Christians seeking to honor God should approach this area with wisdom, self-control, and a clear-eyed awareness of its destructive power when misused.
Hearing Is Not Enough — Doing Is Everything
Luke 6:46-49
Jesus closes with a powerful question and illustration:“Why do you call me ‘Lord, Lord,’ and not do what I tell you? … Everyone who comes to me and hears my words and puts them into practice is like a man building a house, who dug down deep and laid the foundation on rock.”
Storms will come. Cultural pressure, personal temptation, trials—everything tests the foundation. Only lives built on repentance, faith, holiness, and obedience to Christ’s words will stand.
Profession of faith without obedience is self-deception. Pleading ignorance won’t work. We cannot follow “our way” and still call Him Lord.
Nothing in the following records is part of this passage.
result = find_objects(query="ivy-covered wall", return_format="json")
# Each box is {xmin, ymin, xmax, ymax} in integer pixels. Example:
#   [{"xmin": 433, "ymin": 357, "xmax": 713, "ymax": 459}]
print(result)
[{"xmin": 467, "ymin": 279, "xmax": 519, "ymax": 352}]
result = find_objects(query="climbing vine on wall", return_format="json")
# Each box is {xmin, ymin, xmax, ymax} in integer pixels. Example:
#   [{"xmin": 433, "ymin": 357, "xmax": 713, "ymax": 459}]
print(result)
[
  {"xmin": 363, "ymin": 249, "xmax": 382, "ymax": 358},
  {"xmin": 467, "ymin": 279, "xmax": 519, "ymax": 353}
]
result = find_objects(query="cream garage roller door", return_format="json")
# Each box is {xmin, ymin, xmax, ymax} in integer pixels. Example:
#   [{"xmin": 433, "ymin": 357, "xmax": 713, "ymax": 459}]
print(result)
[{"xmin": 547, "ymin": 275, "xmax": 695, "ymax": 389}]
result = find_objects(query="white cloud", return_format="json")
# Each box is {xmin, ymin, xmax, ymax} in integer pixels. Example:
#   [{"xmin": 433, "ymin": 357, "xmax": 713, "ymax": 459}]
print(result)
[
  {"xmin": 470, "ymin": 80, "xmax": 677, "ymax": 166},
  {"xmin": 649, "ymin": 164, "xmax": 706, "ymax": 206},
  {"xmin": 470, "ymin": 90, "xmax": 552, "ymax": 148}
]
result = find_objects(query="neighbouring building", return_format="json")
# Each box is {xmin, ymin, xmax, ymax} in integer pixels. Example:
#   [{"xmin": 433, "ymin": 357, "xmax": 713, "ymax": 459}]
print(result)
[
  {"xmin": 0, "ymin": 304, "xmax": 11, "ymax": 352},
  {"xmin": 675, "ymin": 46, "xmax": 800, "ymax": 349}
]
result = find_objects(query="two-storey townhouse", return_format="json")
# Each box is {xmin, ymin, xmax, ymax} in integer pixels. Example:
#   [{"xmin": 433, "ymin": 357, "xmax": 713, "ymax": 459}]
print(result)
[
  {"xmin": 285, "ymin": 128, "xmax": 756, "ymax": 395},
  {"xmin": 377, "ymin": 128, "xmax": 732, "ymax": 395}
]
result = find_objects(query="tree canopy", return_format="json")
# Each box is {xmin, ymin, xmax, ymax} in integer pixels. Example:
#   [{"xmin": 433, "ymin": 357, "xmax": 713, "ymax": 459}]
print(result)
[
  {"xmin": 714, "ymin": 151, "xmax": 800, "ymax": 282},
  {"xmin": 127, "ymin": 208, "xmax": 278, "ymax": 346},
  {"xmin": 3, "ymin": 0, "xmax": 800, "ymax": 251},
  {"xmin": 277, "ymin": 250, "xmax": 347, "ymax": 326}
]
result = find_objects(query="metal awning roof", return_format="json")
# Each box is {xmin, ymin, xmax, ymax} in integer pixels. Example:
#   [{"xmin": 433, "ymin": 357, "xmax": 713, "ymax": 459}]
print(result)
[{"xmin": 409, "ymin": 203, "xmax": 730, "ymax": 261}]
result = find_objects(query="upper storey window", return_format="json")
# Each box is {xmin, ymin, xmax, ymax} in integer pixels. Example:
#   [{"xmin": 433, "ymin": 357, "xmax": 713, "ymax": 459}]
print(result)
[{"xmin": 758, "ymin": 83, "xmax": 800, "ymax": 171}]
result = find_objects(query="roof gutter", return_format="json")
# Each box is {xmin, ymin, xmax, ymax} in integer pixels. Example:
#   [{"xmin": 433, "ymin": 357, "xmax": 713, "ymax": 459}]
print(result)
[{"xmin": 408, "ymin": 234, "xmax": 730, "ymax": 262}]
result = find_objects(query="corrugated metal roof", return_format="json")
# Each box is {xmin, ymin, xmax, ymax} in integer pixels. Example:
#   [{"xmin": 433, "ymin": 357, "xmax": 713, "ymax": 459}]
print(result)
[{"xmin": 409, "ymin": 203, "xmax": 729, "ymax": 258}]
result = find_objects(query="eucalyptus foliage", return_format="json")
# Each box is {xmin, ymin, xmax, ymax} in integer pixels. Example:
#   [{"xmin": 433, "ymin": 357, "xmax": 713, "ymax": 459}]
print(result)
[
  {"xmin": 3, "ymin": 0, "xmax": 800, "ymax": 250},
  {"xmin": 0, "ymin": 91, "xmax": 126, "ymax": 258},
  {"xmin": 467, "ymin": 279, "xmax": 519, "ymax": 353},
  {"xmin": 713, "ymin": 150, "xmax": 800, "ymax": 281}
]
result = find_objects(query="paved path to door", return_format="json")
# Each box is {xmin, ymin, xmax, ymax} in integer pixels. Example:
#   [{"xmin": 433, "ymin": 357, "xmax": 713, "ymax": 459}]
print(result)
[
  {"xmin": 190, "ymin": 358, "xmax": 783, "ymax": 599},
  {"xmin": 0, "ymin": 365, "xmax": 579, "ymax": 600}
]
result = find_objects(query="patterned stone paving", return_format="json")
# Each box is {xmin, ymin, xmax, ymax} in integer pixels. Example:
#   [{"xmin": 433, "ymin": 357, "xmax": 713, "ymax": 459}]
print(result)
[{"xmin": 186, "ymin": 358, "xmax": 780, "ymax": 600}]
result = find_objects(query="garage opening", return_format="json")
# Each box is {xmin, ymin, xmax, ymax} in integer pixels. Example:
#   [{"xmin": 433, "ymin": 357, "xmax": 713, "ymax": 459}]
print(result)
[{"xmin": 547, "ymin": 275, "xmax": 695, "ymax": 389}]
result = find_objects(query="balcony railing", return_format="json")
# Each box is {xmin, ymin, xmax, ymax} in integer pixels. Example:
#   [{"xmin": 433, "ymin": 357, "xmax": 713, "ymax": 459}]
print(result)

A Call to Authentic Fruitfulness
The good news is that Jesus didn’t expose these issues to shame us but to restore us. If your life feels more like the fruitless fig tree than a healthy, fruit-bearing one, today is the day to return to the root.Examine your heart.
Repent of hidden sins.
Store up good things in your heart through God’s Word and the Holy Spirit.
Walk by the Spirit so you will not gratify the desires of the flesh (Galatians 5:16).
Let your leaves and your fruit declare that you belong to the King.
Reflection Question for You:
If someone examined the fruit of your life this week—what would they conclude about the tree?
May we be trees planted by the living God, rooted deeply in Christ, producing fruit that lasts.